# What Are You Paying for Gas or Fuel in 2019?



## SeaBreeze (Jan 5, 2019)

I filled up my Jeep today at $2.08 per gallon, haven't paid less than $2 yet, but I think there are some discount stations that may charge a dollar something.  I filled up at a Shell.


----------



## Tommy (Jan 6, 2019)

I think she said she paid $2.13 yesterday.


----------



## Ken N Tx (Jan 6, 2019)

Check gas prices in your area...https://www.gasbuddy.com/


----------



## ClassicRockr (Jan 6, 2019)

Use Shell Regular Unleaded in our 2005 Durango and it cost us $1.99 yesterday. Actually, since we have a 5 cent a gallon Shell Discount Card, it cost us $1.94. That's pretty cheap.


----------



## Smokey613 (Jan 6, 2019)

In my area it is around $1.95, closer to Houston $1.60


----------



## twinkles (Jan 6, 2019)

1.96 at bp


----------



## YourFriendlyNeighbor (Jan 7, 2019)

I'm in California and the "cheaper" spots have the 87 at ~2.90/gallon.
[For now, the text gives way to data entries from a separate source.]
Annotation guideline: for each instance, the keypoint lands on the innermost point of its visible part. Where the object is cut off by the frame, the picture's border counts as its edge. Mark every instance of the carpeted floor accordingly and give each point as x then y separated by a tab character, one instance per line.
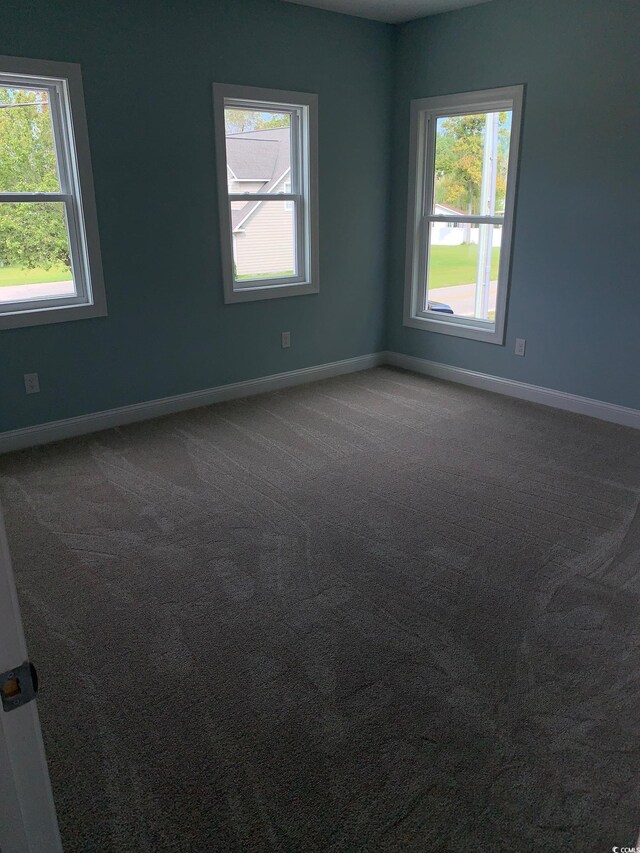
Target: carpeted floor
376	613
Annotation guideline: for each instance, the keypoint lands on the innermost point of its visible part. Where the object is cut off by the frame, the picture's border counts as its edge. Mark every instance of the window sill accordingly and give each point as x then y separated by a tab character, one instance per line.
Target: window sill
491	334
55	314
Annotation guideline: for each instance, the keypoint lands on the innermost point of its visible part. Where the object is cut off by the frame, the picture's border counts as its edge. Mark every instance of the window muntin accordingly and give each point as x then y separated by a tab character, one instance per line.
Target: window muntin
45	262
462	186
266	153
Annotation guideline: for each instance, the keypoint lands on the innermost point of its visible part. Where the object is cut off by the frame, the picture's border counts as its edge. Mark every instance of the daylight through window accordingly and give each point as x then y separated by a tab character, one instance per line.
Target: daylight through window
44	250
266	162
461	210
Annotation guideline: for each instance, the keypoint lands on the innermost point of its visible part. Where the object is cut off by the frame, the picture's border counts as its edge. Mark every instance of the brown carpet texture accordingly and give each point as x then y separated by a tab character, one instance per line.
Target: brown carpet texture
374	613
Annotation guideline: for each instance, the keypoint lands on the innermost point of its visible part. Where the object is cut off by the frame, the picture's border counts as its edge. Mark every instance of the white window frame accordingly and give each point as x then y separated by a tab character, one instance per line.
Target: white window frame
424	115
63	81
303	108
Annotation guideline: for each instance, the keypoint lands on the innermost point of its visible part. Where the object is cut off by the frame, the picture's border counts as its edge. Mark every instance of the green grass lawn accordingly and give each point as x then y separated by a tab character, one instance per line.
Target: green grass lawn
15	275
457	265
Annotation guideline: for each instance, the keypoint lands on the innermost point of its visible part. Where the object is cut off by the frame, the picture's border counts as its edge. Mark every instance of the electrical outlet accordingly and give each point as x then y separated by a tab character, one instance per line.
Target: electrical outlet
31	383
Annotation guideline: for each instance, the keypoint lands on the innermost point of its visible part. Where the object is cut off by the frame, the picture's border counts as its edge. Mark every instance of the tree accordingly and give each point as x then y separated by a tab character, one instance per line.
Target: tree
243	121
459	154
32	234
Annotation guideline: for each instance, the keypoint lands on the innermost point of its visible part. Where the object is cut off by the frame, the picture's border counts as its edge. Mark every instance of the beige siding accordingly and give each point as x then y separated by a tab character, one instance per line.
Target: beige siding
267	244
245	186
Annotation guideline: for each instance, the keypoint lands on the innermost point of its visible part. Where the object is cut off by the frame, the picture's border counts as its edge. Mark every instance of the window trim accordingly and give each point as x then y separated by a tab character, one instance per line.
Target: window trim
304	197
71	139
424	112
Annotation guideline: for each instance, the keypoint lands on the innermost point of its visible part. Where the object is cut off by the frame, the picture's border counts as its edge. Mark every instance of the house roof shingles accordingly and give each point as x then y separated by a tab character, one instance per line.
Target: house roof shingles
262	156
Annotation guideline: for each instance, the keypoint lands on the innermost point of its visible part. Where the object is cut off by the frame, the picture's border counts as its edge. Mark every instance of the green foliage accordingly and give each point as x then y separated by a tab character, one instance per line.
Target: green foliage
459	154
243	121
31	234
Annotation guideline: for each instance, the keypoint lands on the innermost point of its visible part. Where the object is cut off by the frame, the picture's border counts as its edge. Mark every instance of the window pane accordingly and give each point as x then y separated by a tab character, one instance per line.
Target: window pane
472	158
27	151
34	252
264	241
463	269
258	150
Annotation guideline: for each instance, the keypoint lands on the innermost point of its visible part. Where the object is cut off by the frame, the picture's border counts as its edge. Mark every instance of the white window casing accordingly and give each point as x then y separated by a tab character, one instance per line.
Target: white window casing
63	83
421	215
301	201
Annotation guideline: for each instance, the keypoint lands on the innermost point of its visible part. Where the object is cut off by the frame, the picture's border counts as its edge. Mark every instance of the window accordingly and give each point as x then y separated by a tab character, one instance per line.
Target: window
266	154
50	268
463	161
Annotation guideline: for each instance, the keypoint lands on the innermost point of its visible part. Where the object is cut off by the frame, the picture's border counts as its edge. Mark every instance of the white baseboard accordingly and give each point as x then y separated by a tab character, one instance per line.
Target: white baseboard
83	424
522	390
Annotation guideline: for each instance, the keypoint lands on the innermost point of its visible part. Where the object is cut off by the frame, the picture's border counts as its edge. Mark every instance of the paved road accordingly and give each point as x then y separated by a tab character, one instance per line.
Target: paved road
461	297
18	292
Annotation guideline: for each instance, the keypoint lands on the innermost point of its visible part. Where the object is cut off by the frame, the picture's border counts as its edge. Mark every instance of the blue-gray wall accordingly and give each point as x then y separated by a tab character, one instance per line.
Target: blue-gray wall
148	67
575	286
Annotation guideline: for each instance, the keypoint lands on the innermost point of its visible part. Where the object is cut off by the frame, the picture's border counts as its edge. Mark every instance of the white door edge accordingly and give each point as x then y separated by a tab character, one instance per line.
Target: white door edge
28	822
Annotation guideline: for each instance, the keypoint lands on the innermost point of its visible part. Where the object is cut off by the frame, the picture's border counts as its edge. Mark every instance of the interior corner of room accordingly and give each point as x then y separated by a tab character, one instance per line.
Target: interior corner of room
326	217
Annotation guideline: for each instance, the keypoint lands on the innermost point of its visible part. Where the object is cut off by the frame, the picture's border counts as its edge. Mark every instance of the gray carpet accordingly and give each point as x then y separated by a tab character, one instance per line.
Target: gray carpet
376	613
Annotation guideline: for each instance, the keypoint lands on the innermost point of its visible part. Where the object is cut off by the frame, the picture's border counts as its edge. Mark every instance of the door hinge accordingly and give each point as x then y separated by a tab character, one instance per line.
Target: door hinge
18	686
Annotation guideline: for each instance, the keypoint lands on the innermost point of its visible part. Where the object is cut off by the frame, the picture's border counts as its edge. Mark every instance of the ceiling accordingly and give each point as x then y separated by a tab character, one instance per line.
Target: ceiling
391	11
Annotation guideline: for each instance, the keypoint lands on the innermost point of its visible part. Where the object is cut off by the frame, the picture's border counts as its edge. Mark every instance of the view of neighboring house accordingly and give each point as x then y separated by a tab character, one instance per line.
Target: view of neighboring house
263	235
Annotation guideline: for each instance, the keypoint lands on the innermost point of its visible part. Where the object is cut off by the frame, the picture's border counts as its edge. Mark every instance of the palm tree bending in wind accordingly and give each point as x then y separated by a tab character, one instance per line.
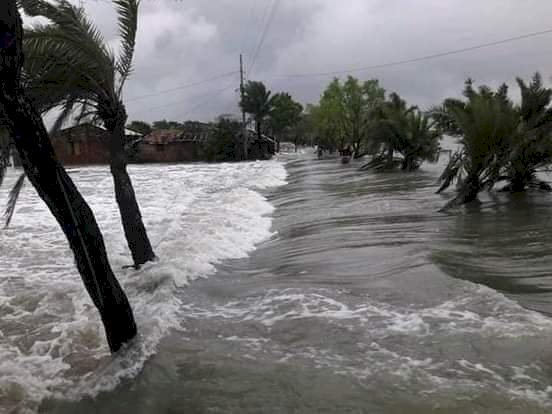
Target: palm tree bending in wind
69	65
55	187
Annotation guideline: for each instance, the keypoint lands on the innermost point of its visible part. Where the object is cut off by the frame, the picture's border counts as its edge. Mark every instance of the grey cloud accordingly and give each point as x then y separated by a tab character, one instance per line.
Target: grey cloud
181	42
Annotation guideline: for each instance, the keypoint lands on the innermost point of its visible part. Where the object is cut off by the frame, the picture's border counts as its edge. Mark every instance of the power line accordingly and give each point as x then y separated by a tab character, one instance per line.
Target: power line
417	59
209	98
190	85
263	35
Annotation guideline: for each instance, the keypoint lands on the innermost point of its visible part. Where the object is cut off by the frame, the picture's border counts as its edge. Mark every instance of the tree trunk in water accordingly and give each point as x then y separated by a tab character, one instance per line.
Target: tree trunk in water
467	193
56	188
131	218
389	163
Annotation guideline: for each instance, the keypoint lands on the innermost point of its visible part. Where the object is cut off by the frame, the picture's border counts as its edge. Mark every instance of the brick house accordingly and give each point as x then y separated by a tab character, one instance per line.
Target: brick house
85	144
168	145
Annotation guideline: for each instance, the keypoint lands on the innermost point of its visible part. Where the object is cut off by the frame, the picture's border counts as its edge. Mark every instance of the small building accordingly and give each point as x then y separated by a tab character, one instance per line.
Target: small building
262	148
167	146
86	144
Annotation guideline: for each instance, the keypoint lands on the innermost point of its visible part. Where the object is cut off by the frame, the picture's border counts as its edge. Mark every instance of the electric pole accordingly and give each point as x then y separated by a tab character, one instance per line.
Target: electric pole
242	92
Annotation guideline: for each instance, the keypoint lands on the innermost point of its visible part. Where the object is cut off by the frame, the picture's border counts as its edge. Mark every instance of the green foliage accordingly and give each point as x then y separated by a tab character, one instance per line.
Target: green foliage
70	65
346	112
164	124
532	147
257	102
140	126
488	124
224	143
399	128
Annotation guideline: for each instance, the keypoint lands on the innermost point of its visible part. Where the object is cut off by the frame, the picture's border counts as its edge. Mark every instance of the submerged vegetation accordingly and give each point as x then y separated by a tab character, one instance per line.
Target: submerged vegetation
499	141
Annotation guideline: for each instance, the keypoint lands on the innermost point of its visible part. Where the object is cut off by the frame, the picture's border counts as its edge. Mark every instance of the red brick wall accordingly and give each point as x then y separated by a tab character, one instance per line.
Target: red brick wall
185	151
81	145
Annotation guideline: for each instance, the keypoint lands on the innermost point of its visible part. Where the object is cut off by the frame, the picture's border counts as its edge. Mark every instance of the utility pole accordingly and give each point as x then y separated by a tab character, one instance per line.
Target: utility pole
242	92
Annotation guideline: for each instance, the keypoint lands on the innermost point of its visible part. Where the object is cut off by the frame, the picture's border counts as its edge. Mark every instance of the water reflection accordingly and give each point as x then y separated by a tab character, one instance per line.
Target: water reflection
504	243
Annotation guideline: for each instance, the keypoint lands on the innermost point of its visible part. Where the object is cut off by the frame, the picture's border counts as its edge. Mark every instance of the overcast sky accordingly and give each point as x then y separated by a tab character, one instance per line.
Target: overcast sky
186	41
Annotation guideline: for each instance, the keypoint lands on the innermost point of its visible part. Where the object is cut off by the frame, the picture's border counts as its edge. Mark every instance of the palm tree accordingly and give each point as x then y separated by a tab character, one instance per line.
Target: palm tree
533	147
55	187
284	114
257	102
486	125
69	65
399	128
419	141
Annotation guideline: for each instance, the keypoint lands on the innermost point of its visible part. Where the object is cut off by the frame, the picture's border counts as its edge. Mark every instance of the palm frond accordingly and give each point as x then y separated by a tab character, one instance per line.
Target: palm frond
12	199
127	12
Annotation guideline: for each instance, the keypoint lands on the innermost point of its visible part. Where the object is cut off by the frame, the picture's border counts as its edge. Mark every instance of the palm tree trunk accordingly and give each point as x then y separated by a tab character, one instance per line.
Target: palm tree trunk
259	130
389	163
131	217
56	188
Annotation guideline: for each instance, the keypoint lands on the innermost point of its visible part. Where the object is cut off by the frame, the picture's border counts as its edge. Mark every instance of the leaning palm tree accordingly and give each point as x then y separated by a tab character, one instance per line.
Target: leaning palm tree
419	141
70	66
257	102
55	187
486	124
533	147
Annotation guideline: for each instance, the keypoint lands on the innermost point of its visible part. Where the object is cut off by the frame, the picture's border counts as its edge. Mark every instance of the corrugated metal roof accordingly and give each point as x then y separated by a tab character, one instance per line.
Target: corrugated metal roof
163	136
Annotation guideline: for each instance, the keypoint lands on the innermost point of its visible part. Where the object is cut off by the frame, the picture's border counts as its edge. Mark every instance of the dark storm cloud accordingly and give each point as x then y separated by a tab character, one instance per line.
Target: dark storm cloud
181	42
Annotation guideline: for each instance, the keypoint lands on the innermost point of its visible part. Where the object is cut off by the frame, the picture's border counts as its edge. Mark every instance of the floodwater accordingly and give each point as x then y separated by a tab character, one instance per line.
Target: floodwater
288	286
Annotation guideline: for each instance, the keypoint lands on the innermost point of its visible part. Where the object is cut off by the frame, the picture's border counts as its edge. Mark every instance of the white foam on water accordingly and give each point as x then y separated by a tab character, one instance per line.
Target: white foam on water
51	340
371	346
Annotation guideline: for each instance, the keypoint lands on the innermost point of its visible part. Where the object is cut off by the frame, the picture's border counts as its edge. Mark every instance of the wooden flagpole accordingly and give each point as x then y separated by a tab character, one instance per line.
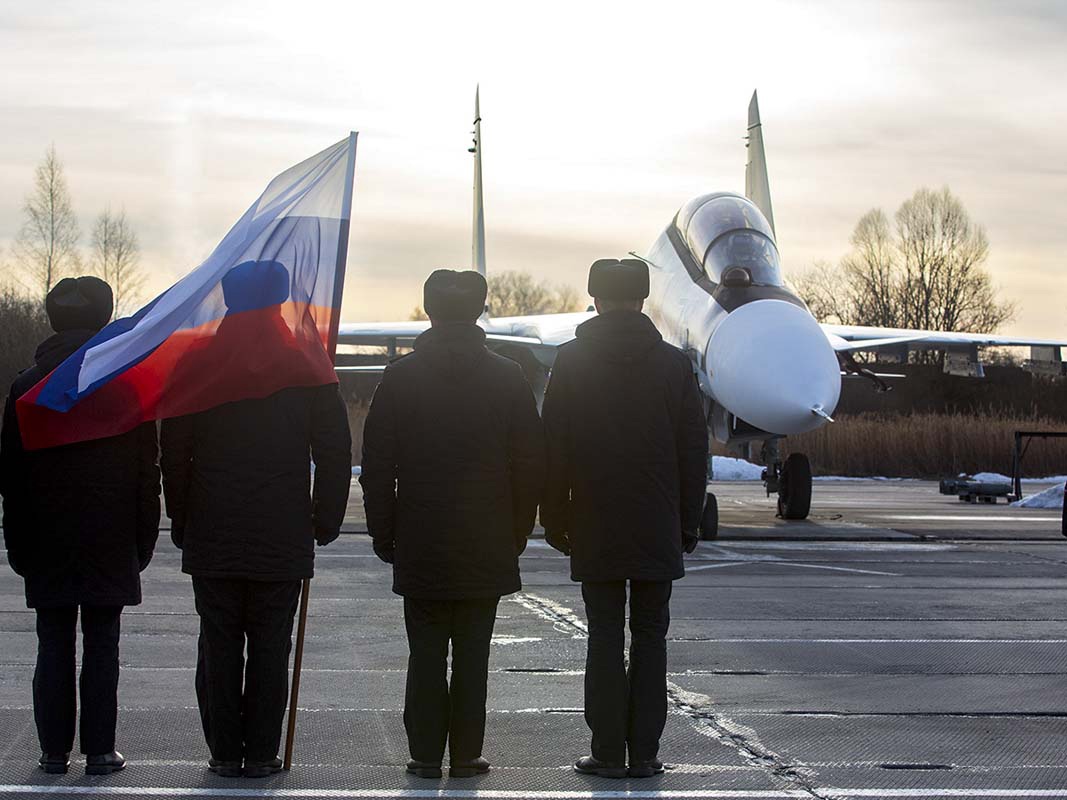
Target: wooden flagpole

Prices going up...


----------



## Ronni (Jan 7, 2019)

I was talking to Ron about this just yesterday.  I live on the west side of town.  In my area, gas prices are averaging $2.30 a gallon.  He lives on the other side of town.  There, every station is well under $2.00 a gallon!  I paid $1.77 a gallon yesterday when I left his house.  I've taken to getting my gas on his side of town because even with my various discounts (kroger points etc) it's still cheaper on his side than mine!


----------



## SeaBreeze (Jan 21, 2019)

Filled up my Jeep yesterday at $1.99 per gal.


----------



## RadishRose (Jan 21, 2019)

Average: *$2.31*Lowest: *$2.23*Highest: *$2.79*


CT has high gas taxes. There's talk of lowering the tax but putting up some toll stations which can be so dangerous!


----------



## movieman (Jan 29, 2019)

I am happy to say I paid $1.39 a gallon here in Williamsburg, VA, courtesy of our local supermarket (Harris Teeter) incentive points program.


----------



## RadishRose (Jan 30, 2019)

Average: *$2.30*Lowest: *$2.22*Highest: *$2.69*

it went down a bit


----------



## Pappy (Jan 30, 2019)

$1.93 at BJs yesterday.


----------



## IKE (Feb 4, 2019)

$2.14 this morning for 100% unleaded.


----------



## ClassicRockr (Feb 4, 2019)

$2.25 last week. Before then, $2.19 and as low as $1.99 a month or so ago. But, we also have a Shell Fuel Savings Card where we get a 5 cent discount at every fill-up.


----------



## Ken N Tx (Feb 4, 2019)

$1.94 yesterday..


----------



## rkunsaw (Feb 5, 2019)

$1.91


----------



## IKE (Feb 16, 2019)

Gas here has gone up 20¢ in the past twelve days......I paid $2.34 this afternoon for regular unleaded when I topped off the pickup.


----------



## IKE (Mar 9, 2019)

Seems like gas just keeps creeping up......$2.55 per gallon for regular unleaded yesterday afternoon.


----------



## CeeCee (Mar 9, 2019)

It was only $3.09 when I filled up last week.  That’s low for Fresno, my prior fill up was $3.59 about 3 weeks ago.


----------



## RadishRose (Mar 9, 2019)

Average: *$2.43*Lowest: *$2.35*Highest: *$2.69*


going up


----------



## Ken N Tx (Mar 9, 2019)

$2.13


----------



## MeAgain (Mar 10, 2019)

About $3. We use high test.


----------



## fmdog44 (Mar 11, 2019)

$1.87 on the last fill up a few weeks ago not it's round $2.12


----------



## fmdog44 (Mar 11, 2019)

MeAgain said:


> About $3. We use high test.



I haven't heared it called "high test" in decades. I hope your engines requires higher octane, if not you are wasting your money. Some folks install K&N air filters and that is a waste as well. The computer regulates the amount of air intake in modern engines and only if you modify the computer would you benefit rom custom intake filters.


----------



## Don M. (Mar 11, 2019)

Local prices have been right at $2/gal. all Winter, but have risen to $2.30 in recent weeks....I fully expect to see $3 as the Summer driving season arrives.


----------